Mais pour le CPO, la priorité consiste à lancer une réforme de l’imposition des successions et des donations. « Emblématique des dérives de la fiscalité française – des taux élevés, une assiette mitée, une impopularité avérée en dépit de son intérêt économique, une inadaptation aux évolutions démographiques et sociétales –, cet impôt doit être revu », affirme le rapport.
Le CPO recommande globalement de réduire ou de supprimer les exemptions en cause, pour élargir l’assiette « en contrepartie de taux réduits, en ligne directe comme en ligne indirecte ». Plusieurs options sont évoquées, notamment un encadrement plus strict du régime de l’apport-cession, la création d’un impôt sur les revenus logés durablement dans des holdings personnelles, celle d’un impôt différentiel sur la fortune personnelle, ou encore d’une contribution différentielle sur les hauts patrimoines pour les successions et donations.

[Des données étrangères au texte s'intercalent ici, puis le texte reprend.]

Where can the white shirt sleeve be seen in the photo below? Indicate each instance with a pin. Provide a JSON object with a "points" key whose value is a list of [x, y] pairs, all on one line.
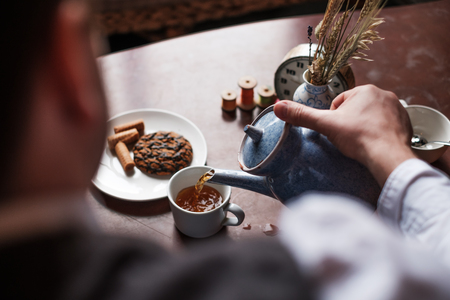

Le CPO suggère aussi de restreindre le champ du « pacte Dutreil », une niche fiscale prisée des patrons et très coûteuse pour l’Etat.
Autant de pistes en débat dans le cadre du budget 2026. A ce stade, cependant, aucun compromis ne semble émerger sur une telle réforme de fond. S’ils ont un peu resserré le « pacte Dutreil », les députés ont souhaité créer de nouvelles niches en matière de succession. Et vendredi, les sénateurs ont voté pour dispenser d’impôt sur la fortune immobilière la majorité de ceux qui devraient y être assujettis.